“Only think, Sis!” he cried, as soon as he was within speaking distance, “the blacksmith has a registered dog bull pup, with just as good a pedigree as Pam’s—a son of imported Black-eye who is owned over in Gordon. He’s got a pedigree a mile long all written out, but it’s smudged and mussy, and the blacksmith has offered me a dollar to copy it out on a fan-shaped paper like mine. That will just come in handy to pay Pam’s tax, too; it’s due up here the 1st of January. Then you see next year we’ll go in partnership, and raise some pups, and fifty dollars apiece is the very least we can get for them, and maybe a hundred for the dogs, if they’re clever!”

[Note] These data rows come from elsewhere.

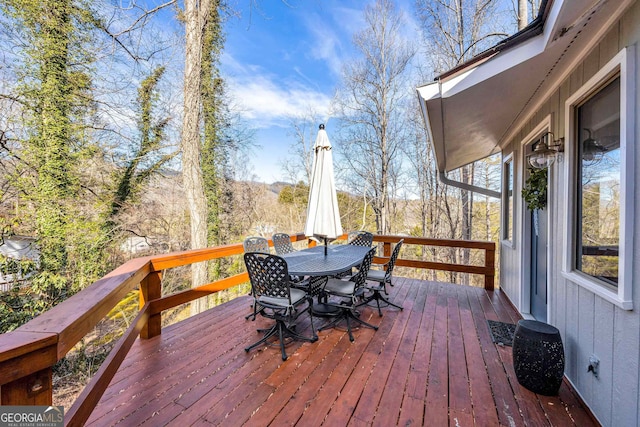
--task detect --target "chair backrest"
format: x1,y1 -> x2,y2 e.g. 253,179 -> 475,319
347,231 -> 373,248
384,239 -> 404,282
242,236 -> 270,254
244,252 -> 291,305
349,248 -> 376,289
271,233 -> 295,255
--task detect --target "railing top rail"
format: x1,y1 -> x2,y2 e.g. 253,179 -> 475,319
0,233 -> 495,392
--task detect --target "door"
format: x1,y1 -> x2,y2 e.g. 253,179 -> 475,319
530,209 -> 549,322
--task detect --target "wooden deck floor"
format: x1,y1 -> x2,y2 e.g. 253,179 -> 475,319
82,278 -> 595,427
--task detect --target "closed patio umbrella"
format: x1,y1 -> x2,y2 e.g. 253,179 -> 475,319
304,125 -> 342,255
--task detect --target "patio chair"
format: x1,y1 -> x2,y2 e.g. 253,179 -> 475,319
347,231 -> 373,247
242,236 -> 271,254
271,233 -> 295,255
358,239 -> 404,316
318,248 -> 378,342
242,236 -> 270,320
244,252 -> 318,360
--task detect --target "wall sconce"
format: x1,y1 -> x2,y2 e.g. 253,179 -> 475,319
527,132 -> 564,169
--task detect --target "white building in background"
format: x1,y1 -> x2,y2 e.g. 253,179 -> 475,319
0,236 -> 40,292
418,0 -> 640,427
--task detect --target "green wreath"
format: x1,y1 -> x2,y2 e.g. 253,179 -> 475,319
522,169 -> 547,211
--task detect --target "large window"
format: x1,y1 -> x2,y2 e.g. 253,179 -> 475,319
562,48 -> 636,310
575,77 -> 621,287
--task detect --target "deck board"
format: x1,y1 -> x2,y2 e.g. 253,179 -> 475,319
82,278 -> 597,427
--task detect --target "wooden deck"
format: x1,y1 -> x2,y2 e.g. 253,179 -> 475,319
82,278 -> 596,427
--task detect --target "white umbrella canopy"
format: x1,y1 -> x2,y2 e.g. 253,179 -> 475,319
304,125 -> 342,254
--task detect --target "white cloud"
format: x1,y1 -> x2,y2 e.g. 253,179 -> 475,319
229,66 -> 331,127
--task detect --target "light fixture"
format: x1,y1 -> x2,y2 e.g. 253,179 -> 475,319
527,132 -> 564,169
582,128 -> 607,165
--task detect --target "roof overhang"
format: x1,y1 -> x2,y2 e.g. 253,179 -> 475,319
417,0 -> 634,172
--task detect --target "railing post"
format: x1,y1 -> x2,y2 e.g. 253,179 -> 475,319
484,243 -> 496,291
0,367 -> 53,406
140,271 -> 162,339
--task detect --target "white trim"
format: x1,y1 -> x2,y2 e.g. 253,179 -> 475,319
498,0 -> 634,149
514,114 -> 557,320
500,152 -> 516,249
562,46 -> 635,310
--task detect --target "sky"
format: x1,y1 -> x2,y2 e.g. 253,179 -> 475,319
221,0 -> 420,183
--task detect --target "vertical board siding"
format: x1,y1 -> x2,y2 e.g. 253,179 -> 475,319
589,298 -> 614,425
501,2 -> 640,427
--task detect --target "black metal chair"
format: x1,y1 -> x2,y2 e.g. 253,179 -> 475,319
358,239 -> 404,316
244,252 -> 318,360
335,231 -> 373,279
347,231 -> 373,248
318,248 -> 378,341
271,233 -> 295,255
242,236 -> 271,320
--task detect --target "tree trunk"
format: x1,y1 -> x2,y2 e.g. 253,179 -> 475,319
182,0 -> 210,314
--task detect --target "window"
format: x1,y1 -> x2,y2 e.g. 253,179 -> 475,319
575,77 -> 620,287
502,155 -> 513,243
562,48 -> 636,310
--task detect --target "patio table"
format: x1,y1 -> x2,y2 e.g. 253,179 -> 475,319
282,245 -> 371,316
282,245 -> 371,276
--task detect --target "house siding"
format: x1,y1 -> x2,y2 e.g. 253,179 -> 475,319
501,2 -> 640,427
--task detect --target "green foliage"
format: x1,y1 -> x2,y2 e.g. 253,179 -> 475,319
106,67 -> 176,224
0,283 -> 37,334
522,169 -> 547,211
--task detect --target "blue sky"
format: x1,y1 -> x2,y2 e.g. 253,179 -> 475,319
221,0 -> 420,183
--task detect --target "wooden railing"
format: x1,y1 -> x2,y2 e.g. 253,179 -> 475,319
0,234 -> 495,426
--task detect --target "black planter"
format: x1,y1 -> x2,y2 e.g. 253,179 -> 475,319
513,320 -> 564,396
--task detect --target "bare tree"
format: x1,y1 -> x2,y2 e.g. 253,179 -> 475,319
416,0 -> 508,282
282,108 -> 322,185
336,0 -> 415,233
182,0 -> 212,313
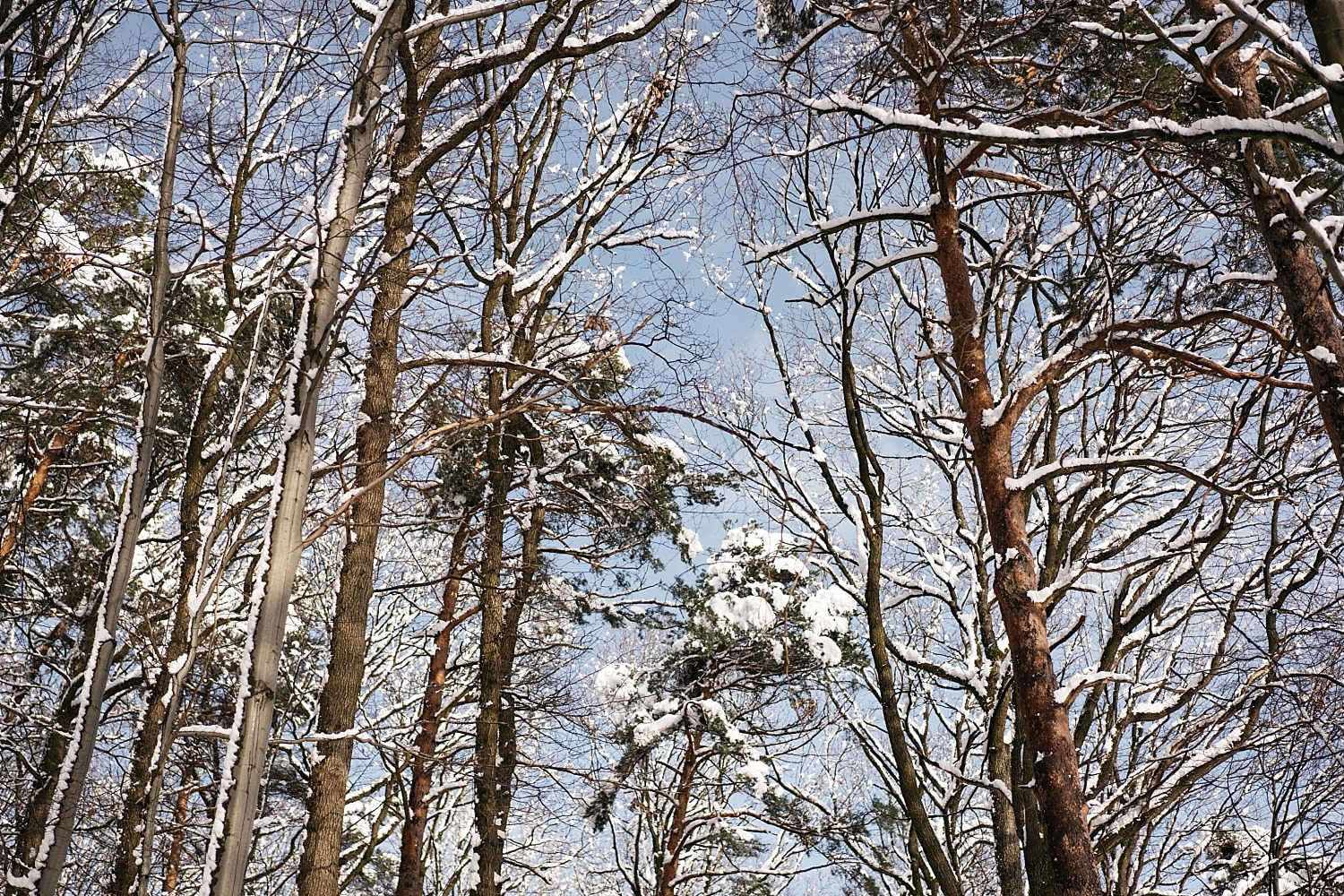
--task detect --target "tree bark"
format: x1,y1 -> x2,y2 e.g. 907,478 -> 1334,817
658,731 -> 703,896
109,292 -> 231,896
298,5 -> 438,896
1191,0 -> 1344,473
932,200 -> 1101,896
0,411 -> 91,570
1303,0 -> 1344,130
203,0 -> 406,896
22,17 -> 187,896
395,516 -> 470,896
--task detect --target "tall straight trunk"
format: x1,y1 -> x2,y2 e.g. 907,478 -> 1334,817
164,766 -> 195,893
656,731 -> 704,896
1193,0 -> 1344,473
298,13 -> 438,896
394,516 -> 470,896
202,0 -> 406,896
932,197 -> 1101,896
11,22 -> 187,896
472,435 -> 513,896
5,607 -> 94,896
109,321 -> 228,896
472,456 -> 545,896
986,694 -> 1024,896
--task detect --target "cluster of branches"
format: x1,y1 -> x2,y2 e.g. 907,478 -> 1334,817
0,0 -> 1344,896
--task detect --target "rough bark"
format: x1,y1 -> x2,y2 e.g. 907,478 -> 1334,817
395,519 -> 470,896
1193,0 -> 1344,473
658,731 -> 703,896
21,19 -> 187,896
932,197 -> 1101,896
204,0 -> 405,896
0,411 -> 89,570
109,306 -> 228,895
298,6 -> 438,896
986,694 -> 1026,896
1303,0 -> 1344,129
5,619 -> 94,896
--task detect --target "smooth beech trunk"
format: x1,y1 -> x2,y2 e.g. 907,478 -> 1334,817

The elder men smiled at each other, and the doctor said to Silent Stead, “Enthusiasm is an element that can be ill spared from materia medica,—it will do you good even to get a whiff of it.” To Brooke: “Good-by for now, my child; your father will have all that can be done for him. A sloping platform from the kitchen door will allow him to be wheeled out in pleasant weather, and time and care alone will show the result. Remember, do not hesitate to send for me if you are puzzled—and courage! the courage that is always given to the world’s workers at their need,” and the good physician, the spiritual son of St. Luke of old, took his place by Stead, who turned Manfred in the direction of the Gilead station.

Meanwhile Tatters had disappeared, and when Brooke went indoors again, realizing too late that she had not yet thanked Silent Stead, she found the dog stretched by her father’s chair, an indoor post he thereafter occupied.


A little after two o’clock Brooke set out for Mrs. Fenton’s, leaving her mother to superintend the unpacking of the simpler things, clothes, books, and the little table furniture that they had deemed best to save from the wreck and bring with them, a task in which Miss Keith seemed to revel so unfeignedly that Brooke began her walk with an unusual sense of freedom.

She had gone only a few hundred yards when she remembered Tatters, and, turning back to get him, found that he was already close behind, and hurrying as if life or death depended upon his escort. “How did you know I was coming? How did you get out?” she asked him, and then laughed at herself for expecting a reply other than the short, joyous bark he gave, as he circled around her, pawing up the snow, inviting her to play with clumsy, stiff gestures that plainly said, “I know I am rather an old fellow for this sort of thing, but I’m willing to do anything I can to amuse you,” while he even raced after the snowballs she threw at random, and rashly tried to retrieve one, dropping it hastily at her feet with a comical expression, showing by a twist of his jaw and rubbing his nose between his paws that it was too cold for his teeth.

The walk was up an almost straight hill, relieved by occasional resting-places by which alone travel in such a country is made possible to man or beast, so that when Brooke reached the gate of the Fenton house she paused, both for breath and to get her bearings. No pathway had been shovelled to the front door, and the beaten track led round the side of the house to a wide porch at the south, which also held a well-house in its shelter, and this Brooke followed.

Her knock at the door was followed by a rumbling sound from within, which began in an opposite corner of the house, and drew rapidly nearer; then the door opened outward, singularly enough, and just inside it sat a little old lady in a wheel-chair that she both guided and propelled with her own hands.